While voter ID laws have spread, the racist stripping of names from polls goes unmentioned, threats and intimidation by fascist presidential candidates would have been hard to address in a book that aims at fairness and balance between the two noble political parties, verifiability of counting is apparently not a major concern, and the unthinkable but widely understood reality that often each of the two approved choices is simply indecent must not be named, nonetheless useful and significant reforms are being made here and there in the United States.

Early in the book, Douglas celebrates a city giving 16- and 17-year-olds the right to vote, which he considers all the more wonderful because none of the elections they voted in were even contested. While the book does not avoid Russiagate, it does avoid the term “Stalinist.” What voting could do to change the world is just not a focus of a book that strives to maintain that increasing voting would be equally good for all interests.
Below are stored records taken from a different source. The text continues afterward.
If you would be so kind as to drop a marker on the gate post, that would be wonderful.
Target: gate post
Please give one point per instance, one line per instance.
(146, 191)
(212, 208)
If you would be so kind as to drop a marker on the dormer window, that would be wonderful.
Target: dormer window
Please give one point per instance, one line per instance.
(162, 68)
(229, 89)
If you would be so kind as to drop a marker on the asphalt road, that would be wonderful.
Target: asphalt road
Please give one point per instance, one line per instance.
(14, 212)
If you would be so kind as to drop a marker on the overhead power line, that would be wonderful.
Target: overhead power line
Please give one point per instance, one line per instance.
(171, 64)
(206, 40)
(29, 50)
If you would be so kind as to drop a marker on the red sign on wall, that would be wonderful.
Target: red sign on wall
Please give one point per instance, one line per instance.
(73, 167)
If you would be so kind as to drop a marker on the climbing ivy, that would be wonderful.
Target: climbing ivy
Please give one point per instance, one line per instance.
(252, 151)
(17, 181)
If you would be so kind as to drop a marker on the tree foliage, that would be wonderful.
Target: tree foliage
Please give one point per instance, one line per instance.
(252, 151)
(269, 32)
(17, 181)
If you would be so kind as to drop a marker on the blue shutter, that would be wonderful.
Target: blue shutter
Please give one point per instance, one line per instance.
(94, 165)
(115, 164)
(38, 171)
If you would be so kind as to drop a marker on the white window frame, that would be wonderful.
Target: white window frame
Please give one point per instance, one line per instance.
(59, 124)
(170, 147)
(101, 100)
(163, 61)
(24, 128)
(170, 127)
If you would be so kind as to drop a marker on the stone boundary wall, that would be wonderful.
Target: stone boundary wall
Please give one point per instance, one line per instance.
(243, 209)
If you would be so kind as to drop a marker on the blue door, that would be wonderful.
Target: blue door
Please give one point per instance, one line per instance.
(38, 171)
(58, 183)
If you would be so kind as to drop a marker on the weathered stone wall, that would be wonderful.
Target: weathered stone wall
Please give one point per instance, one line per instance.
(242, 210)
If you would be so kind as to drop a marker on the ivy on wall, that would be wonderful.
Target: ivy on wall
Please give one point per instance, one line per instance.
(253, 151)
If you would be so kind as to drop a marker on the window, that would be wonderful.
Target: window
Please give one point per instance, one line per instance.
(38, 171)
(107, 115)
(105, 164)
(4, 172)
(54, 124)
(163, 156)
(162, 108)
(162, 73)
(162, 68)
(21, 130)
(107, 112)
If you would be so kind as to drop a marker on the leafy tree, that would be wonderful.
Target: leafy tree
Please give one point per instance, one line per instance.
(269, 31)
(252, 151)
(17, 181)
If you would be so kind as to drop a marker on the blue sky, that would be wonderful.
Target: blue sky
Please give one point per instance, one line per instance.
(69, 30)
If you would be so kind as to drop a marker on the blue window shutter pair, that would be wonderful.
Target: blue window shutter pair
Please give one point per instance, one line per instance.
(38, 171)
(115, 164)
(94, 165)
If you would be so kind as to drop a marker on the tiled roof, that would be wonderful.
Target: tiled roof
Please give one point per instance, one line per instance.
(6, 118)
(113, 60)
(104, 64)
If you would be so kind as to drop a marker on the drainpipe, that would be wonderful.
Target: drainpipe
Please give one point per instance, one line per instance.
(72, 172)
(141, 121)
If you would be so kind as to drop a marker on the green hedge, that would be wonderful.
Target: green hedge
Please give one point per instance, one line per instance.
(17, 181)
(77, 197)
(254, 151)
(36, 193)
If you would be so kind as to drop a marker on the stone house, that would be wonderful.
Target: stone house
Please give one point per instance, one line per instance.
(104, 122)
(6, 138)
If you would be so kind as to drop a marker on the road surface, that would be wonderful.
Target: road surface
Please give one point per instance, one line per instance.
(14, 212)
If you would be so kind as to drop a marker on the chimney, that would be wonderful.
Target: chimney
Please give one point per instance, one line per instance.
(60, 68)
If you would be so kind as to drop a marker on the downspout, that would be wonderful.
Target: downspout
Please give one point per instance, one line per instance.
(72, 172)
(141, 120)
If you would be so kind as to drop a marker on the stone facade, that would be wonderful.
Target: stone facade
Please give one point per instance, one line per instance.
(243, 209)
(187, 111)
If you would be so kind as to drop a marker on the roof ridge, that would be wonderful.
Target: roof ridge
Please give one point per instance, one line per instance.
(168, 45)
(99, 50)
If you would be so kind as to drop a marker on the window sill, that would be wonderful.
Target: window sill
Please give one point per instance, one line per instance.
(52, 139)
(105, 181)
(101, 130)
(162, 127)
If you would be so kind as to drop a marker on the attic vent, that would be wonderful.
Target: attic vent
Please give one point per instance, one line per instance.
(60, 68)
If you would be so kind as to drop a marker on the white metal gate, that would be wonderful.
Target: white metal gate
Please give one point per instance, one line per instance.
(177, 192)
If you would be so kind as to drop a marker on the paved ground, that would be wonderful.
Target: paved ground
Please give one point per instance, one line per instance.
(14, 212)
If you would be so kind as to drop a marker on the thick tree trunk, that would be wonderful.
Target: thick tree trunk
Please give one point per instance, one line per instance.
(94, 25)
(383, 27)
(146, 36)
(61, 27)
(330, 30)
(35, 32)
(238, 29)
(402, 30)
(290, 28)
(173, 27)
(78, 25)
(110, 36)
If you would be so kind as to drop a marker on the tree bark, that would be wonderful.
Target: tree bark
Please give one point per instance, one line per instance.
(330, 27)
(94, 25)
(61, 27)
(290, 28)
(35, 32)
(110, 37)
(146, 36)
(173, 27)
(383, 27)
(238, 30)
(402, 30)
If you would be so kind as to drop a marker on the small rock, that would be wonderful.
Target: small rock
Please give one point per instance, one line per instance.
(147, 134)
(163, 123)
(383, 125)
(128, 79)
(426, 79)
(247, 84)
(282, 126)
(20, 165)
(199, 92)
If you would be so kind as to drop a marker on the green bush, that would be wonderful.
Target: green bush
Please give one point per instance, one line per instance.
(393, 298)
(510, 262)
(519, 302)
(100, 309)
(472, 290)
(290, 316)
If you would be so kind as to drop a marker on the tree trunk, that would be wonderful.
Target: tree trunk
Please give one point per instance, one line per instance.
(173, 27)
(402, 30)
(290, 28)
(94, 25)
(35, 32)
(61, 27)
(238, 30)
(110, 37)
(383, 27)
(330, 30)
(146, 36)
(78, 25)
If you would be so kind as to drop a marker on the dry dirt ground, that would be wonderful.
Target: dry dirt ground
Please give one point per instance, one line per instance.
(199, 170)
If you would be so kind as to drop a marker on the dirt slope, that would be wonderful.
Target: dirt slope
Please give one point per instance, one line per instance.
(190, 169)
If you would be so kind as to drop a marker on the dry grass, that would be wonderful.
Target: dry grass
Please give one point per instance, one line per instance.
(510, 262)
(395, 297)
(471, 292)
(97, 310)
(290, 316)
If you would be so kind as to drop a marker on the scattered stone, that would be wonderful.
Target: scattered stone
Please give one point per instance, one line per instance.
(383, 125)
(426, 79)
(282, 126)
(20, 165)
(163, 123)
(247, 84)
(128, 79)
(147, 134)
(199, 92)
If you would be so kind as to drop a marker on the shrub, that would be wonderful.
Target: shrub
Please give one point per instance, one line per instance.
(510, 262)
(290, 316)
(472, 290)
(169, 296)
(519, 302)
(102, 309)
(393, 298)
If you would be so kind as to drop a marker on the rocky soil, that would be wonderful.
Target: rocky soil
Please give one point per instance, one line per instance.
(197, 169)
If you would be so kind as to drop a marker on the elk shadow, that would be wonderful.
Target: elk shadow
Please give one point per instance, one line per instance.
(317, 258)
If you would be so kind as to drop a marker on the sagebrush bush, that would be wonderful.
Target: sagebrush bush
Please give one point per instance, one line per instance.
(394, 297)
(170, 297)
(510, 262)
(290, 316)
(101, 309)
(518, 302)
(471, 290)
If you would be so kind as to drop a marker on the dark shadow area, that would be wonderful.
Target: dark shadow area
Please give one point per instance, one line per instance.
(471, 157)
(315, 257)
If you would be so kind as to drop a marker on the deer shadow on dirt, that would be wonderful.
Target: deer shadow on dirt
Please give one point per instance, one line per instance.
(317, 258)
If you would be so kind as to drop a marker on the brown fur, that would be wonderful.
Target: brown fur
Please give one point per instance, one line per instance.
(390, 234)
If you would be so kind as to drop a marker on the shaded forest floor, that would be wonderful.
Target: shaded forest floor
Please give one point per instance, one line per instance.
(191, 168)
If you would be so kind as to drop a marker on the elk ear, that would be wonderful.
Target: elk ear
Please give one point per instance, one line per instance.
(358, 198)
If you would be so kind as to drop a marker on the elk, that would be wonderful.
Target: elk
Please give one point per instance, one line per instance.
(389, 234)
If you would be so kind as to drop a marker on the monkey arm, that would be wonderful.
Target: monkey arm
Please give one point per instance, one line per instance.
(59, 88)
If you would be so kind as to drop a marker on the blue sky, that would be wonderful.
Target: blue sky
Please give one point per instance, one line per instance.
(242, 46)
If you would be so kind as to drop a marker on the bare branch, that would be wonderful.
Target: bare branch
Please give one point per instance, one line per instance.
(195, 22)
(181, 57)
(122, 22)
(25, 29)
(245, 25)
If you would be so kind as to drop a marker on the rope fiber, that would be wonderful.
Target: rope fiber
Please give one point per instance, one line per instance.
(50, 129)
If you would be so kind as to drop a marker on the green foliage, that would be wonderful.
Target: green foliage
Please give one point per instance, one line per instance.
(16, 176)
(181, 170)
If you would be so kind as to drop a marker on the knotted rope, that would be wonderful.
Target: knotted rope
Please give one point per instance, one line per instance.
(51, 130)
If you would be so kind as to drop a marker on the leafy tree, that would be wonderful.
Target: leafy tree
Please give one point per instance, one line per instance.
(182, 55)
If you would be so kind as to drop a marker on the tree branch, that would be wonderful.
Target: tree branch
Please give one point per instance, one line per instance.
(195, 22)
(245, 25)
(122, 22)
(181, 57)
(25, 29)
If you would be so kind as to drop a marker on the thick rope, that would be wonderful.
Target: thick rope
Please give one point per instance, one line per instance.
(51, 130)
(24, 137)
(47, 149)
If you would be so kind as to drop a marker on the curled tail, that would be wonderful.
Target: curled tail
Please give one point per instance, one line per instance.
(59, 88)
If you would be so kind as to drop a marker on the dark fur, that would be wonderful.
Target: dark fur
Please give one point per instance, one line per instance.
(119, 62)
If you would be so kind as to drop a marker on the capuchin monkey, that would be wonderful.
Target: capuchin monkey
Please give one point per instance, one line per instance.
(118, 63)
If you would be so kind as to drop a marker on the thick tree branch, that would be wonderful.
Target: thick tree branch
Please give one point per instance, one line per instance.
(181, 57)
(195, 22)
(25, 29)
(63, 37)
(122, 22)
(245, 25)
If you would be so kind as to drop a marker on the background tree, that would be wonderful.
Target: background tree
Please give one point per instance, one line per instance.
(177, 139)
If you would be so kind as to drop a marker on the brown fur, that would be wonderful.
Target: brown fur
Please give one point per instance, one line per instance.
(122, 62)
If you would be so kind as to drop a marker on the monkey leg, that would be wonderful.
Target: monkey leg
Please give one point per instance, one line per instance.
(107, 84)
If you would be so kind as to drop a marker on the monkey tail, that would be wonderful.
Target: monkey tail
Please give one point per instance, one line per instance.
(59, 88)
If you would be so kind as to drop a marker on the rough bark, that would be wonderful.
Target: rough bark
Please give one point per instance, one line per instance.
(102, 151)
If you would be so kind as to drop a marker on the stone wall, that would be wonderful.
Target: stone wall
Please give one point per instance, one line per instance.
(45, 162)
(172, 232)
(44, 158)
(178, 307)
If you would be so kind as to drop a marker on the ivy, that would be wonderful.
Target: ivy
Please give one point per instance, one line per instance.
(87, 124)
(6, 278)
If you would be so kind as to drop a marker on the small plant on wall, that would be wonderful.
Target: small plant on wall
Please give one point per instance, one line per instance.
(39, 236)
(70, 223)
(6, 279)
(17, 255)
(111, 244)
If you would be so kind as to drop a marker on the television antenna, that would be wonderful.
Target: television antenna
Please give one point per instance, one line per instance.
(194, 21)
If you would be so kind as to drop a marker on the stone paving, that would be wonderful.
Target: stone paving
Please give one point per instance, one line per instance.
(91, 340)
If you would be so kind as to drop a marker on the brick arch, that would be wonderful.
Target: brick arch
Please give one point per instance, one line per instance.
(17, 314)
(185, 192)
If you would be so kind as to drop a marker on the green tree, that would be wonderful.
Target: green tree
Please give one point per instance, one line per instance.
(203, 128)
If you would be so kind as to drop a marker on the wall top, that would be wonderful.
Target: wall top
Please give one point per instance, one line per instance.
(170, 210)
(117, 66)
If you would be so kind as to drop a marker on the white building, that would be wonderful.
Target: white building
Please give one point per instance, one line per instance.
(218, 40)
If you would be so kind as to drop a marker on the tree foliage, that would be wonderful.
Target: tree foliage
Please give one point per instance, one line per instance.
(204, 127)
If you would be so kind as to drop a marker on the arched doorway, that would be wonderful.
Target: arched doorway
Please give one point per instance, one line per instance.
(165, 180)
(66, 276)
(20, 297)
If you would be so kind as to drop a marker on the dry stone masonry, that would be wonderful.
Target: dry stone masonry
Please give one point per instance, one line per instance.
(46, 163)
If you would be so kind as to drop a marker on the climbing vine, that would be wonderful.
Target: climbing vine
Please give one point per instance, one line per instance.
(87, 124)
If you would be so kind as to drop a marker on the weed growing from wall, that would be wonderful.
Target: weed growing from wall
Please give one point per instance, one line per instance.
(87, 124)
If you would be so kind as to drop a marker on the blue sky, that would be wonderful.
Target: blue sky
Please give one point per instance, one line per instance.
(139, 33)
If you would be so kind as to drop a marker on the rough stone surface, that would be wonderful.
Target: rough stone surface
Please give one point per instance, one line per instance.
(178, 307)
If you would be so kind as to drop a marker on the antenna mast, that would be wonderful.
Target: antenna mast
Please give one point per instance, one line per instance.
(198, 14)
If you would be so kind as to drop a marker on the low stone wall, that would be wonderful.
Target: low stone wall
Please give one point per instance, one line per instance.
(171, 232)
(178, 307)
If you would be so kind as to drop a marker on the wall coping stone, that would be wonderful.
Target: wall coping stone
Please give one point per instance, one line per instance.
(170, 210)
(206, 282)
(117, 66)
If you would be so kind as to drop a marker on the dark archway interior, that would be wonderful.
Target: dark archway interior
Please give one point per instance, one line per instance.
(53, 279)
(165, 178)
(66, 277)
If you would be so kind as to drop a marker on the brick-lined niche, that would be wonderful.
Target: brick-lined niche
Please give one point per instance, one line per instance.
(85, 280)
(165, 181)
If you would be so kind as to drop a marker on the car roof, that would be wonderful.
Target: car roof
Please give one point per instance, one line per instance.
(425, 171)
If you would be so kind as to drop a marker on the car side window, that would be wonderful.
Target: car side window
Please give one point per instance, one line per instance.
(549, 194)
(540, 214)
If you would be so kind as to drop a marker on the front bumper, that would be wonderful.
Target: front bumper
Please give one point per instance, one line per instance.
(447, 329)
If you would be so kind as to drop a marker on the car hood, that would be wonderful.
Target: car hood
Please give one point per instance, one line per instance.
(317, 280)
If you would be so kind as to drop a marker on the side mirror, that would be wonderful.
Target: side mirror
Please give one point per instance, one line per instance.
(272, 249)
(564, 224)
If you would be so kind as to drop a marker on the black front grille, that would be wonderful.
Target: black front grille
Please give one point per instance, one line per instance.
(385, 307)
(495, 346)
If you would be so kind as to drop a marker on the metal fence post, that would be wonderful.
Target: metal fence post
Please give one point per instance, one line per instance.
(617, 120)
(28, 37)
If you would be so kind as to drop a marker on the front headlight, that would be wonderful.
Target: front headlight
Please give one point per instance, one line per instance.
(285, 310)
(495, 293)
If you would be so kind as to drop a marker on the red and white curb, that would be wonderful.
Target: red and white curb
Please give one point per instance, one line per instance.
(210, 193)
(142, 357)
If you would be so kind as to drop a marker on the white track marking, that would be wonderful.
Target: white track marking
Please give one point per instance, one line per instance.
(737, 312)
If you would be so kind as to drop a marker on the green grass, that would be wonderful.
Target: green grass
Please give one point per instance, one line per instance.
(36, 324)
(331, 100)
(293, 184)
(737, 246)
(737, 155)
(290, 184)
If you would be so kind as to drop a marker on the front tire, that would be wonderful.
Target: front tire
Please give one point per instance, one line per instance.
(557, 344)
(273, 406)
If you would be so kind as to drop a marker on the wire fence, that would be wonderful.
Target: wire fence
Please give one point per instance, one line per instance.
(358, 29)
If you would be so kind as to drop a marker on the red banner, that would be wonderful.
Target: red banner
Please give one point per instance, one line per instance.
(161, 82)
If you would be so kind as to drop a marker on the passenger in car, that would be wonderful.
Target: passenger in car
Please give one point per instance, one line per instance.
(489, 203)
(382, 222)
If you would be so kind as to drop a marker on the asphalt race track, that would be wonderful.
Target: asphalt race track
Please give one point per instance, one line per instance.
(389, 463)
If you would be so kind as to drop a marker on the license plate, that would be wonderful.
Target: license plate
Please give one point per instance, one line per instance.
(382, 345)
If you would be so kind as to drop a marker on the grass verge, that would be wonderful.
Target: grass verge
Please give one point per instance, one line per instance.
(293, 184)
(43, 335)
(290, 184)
But the fact is that radically increased voting and various other minor reforms would at the very least almost certainly result in lesser-evil candidates winning, which would at least be less evil. And more significant reforms would allow the possibility of serious positive change.

I’d like to see a lot more direct democracy, a citizen’s branch of government, the abolition of the U.S. Senate, a Constitution from this millennium, and other dream reforms. But even those would depend on some of the lesser reforms that good-election advocates are advancing. The following is a list of what I thin would be useful changes, some of which are now happening in various states and localities. When I say that major change comes outside of elections, but that I’m not against elections, that I think the United States should have them someday, this is what I have in mind:

  • The inalienable right to vote in U.S. elections at age 16 for all residents of the United States or of any nation with more than 100 U.S. troops stationed in it.
  • Short of that, the right to vote regardless of criminal conviction.
  • The requirement to vote.
  • Automatic registration.
  • Short of that, online registration, same-day registration, and pre-voting-age registration.
  • Vote counting verifiable to, and ballot and debate access measuring up to, international standards.
  • A ban on treating the spending of money as protected speech, or a corporation as possessing human rights.
  • Public financing.
  • Free air time in equal measure to candidates qualified by signature gathering.
  • Debates publicly administered without partisan control.
  • A ban on private financing.
  • A limited election season.
  • Ranked choice voting.
  • Election day holiday.
  • To the extent compatible with verifiable vote counting, the ability to vote anywhere in one’s state, to vote by mail, and to vote with equal ease despite any personal disabilities or language skills.
  • A ban on ID requirements.
  • A ban on gerrymandering.
  • The abolition of the Electoral College.
  • Full representation for Washington, D.C., and all of the U.S. colonies in the Caribbean and Pacific.
  • A six-hour work day.
  • A larger House of Representatives.
  • Limited power and terms for Supreme Court justices, and more of them.
  • A ban on legislation by presidential decree or signing statement, Justice Department memo, or any process other than the open and transparent passage of laws or ratification of treaties by Congress or by a citizen’s branch.
  • A minimum of one of these democracy reforms required in the United States for every foreign nation the United States bombs in the name of democracy.